Repairs and maintenance are the biggest expenses for landlords, according to a new interactive buy to let business tool.
The average cost of running a buy to let adds up to £3,632 a year before tax – a third of the rent collected from tenants.
Just over £1,000 is spent on maintenance – with letting agent fees (£870); voids (£652) and leasehold service charges (£312) the other largest drains on profits.
Other costs, such as insurance, utility bills, accountants, ground rent and licensing account for the remaining £770 of expenses.
The figures come from research by building society Kent Reliance, which breaks down the costs by region and local authority online. The list does not cover mortgage interest, which bites further into profits.

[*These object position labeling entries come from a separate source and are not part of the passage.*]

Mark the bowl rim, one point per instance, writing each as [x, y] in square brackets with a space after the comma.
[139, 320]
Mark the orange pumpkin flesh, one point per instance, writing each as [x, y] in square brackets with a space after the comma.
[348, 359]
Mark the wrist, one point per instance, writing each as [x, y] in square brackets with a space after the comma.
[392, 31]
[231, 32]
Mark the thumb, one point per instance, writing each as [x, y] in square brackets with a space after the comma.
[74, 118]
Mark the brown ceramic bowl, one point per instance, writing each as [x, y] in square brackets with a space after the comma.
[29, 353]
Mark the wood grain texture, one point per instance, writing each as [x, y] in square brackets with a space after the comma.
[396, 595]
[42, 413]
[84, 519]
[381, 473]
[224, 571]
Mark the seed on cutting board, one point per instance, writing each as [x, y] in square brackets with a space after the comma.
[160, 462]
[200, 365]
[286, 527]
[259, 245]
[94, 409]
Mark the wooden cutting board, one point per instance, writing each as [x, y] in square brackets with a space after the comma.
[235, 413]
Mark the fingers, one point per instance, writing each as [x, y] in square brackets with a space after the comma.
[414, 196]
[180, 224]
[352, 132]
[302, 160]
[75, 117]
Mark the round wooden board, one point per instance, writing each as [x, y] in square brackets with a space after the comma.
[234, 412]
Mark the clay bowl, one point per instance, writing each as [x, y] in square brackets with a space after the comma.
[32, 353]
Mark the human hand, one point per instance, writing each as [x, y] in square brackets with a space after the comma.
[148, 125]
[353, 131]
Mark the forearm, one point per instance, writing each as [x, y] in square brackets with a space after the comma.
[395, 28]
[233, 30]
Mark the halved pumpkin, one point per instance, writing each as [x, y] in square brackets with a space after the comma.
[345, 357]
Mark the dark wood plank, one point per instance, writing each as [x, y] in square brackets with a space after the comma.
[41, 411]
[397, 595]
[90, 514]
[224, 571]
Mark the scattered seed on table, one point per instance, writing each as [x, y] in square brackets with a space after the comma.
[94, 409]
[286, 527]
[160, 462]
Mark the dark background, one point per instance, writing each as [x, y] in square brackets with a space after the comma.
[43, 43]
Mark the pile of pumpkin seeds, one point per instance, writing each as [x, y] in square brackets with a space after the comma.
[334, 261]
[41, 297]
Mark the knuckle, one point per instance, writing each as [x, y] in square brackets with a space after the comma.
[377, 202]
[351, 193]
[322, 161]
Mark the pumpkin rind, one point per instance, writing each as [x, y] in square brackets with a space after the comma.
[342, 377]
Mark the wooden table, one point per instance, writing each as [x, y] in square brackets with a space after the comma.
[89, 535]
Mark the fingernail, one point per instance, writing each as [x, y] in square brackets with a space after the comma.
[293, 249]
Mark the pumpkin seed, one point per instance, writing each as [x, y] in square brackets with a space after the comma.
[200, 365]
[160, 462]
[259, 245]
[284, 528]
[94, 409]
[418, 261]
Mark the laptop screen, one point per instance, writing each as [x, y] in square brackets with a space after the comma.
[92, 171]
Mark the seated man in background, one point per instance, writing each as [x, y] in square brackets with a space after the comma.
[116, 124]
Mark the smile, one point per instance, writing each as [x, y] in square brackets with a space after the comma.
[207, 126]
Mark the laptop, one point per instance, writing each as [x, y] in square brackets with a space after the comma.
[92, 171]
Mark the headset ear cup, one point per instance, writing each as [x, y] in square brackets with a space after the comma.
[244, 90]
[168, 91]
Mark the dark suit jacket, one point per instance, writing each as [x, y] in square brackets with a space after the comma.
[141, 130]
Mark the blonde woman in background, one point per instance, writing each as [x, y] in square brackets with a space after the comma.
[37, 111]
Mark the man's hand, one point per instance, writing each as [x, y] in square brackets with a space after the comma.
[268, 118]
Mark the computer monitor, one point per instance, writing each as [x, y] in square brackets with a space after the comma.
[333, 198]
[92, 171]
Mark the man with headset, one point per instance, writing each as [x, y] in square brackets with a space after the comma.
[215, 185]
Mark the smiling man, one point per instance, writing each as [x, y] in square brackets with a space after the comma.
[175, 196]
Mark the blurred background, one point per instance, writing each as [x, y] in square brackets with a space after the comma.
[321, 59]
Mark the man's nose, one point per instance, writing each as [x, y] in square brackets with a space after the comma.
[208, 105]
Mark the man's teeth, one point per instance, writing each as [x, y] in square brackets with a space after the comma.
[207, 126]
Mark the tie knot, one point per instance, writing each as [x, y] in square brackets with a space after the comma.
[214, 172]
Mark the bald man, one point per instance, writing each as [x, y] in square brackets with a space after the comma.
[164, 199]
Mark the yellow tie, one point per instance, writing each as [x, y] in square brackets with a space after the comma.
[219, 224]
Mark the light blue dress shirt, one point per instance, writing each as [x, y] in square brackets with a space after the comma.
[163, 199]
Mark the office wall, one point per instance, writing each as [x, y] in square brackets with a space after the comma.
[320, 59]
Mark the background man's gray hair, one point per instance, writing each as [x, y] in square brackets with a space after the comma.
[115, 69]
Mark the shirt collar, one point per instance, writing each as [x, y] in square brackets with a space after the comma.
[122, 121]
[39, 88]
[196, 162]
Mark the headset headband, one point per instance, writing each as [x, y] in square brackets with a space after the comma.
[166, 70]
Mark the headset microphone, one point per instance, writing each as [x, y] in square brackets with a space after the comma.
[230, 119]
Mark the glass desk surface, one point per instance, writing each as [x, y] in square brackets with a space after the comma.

Tax relief for loans is phasing out for landlords paying income tax at the rate of 40% or more over the next two years, while profit calculations have changed that many fear will increase the tax burden for many.
“As the new tax changes take hold, it is all the more vital that current and prospective landlords understand running and set up costs, and how these have changed, and indeed, where they may be able to trim overheads to protect their margins,” says the report The Finance of Investing, issued alongside the web tool.
The report suggests that Britain’s 5.2 million private rented homes generate around £10.1 billion in mortgage interest each year.
The tax change capping mortgage relief is expected to divert about £970 million a year from buy to let profits into Treasury coffers.
He main impact could be on the £5.5 billion paid each year to tradesmen, letting agents, accountants and other service providers as landlords look to trim costs.
“Punitive tax rises risk undermining the contribution they make to the wider economy, should it stymie growth in the private rented sector, or landlords’ ability to invest in their properties, and support secondary industries,” adds the report.